One thing that I found that works for me, and soothes me is writing. I tend to write fiction a lot, and try to write a journal now and then. But I will always distract myself with something else, like new healthy ways to eat, makeup, crunchy way of living, and the biggest distractor: gaming. It would get so bad that I woke up and the first thing I do is jump on a computer and play for a bit before going to brush my teeth, and I would stay up until 7 in the morning to play game. I barely eat enough to have the strength to pull another nighter. Gaming distract me from real life. It's so easy devoted to gaming when there's a step-by-step to do list so I know what to do and where to go, and the NPC in the game is either your enemy or your friend, with very clear defined roles - and both your enemies and friends think you're the most amazing person that existed. I have no trouble while gaming, because with a few push of a button, and an easy multiple choice, I can obliterated evil and save the world.
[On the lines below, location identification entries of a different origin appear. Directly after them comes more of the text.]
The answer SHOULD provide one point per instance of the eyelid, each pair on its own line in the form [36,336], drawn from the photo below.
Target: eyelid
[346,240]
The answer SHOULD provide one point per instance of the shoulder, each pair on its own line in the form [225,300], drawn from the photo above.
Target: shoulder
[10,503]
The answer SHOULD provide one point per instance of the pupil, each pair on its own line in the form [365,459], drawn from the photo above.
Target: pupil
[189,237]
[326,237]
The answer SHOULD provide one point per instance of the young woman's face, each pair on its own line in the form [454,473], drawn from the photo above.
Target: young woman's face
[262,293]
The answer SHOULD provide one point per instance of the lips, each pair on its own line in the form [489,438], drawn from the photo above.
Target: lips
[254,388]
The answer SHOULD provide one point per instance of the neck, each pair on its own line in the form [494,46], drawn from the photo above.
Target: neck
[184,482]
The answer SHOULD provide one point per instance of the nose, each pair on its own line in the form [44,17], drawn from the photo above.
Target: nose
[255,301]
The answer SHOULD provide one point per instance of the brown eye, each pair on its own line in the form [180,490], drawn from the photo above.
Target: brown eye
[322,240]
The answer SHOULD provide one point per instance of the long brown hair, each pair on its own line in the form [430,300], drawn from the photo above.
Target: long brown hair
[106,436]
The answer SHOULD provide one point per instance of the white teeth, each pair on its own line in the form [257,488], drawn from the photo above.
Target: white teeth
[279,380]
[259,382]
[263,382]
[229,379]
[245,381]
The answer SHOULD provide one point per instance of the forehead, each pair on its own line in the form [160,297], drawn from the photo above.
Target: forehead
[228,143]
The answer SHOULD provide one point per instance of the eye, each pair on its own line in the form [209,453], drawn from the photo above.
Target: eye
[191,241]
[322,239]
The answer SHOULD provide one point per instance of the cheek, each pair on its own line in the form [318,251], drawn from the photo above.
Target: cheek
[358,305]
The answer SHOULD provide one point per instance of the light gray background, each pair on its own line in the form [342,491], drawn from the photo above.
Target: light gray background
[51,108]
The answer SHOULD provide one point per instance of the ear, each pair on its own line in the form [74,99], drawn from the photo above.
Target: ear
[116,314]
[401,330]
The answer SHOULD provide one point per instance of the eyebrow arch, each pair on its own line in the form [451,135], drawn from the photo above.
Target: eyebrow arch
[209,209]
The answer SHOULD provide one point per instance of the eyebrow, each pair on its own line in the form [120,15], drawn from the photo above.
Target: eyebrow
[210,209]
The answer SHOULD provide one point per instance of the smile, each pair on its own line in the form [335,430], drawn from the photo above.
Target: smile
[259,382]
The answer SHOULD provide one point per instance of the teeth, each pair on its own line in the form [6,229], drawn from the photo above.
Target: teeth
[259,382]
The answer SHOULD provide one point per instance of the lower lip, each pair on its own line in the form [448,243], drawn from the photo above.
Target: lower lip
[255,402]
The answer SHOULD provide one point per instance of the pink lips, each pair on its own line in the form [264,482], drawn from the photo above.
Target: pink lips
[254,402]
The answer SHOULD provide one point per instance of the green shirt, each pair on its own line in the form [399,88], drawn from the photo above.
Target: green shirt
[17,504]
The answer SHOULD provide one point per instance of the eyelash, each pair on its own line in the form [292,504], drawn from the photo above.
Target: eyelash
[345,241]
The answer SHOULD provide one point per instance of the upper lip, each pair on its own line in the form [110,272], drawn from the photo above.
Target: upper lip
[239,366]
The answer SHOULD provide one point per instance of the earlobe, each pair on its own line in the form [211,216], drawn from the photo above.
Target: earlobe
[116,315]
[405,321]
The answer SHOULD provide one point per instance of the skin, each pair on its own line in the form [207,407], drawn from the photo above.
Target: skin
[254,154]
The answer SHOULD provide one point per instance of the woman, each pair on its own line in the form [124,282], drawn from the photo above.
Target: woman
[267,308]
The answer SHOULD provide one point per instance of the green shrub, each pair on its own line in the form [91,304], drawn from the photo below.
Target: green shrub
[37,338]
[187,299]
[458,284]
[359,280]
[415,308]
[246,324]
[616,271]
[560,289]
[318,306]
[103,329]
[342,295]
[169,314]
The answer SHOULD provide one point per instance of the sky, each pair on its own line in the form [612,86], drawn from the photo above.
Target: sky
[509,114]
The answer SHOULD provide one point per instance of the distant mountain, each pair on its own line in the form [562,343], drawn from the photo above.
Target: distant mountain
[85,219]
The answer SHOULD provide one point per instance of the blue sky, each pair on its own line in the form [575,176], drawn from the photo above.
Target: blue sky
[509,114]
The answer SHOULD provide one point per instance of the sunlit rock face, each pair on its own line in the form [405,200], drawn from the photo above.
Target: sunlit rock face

My character doesn't need to eat, my character doesn't need to sleep, my character make friends on her way to the next destination without efforts, friends that will always be there, my character can make a decision, then with a reload will be able to choose another option, and the only ones my character is hurting is the red name enemies, who is clearly evil and has no other purpose, so the choice is easy. And my character can change her appearance, and the world she lives in have beautiful, lush surroundings, and she can get there through a fast travel portal.

Through my character, I live through that dream world, and I neglected myself, my health, and those around me. I have told myself to love myself more, to do things that would make me happy. Playing game makes me happy, but it's a short fix, because I get tired, and my body doesn't take well to weeks of having little sleep. I also understand that it's not real happiness when I'm only happy for a few weeks, until my character gets good in a game, then the game became boring, and I went in search of another one to bury myself in. Sure, it's extremely fun, but I want a full life. I'm a nerd and a dork, but I also want to do stuffs that mean something to me, and playing game (I understand) is only a passion while it's distracting me. I want a lot more from me than this. And first, I have to learn to love myself, to actually taking care of myself as an adult. Taking care not only mean physically, but emotionally and spiritually as well. I want to do more, and be all that I can be. I don't want gaming to distracting myself is all that I am. I want more. I want all of me.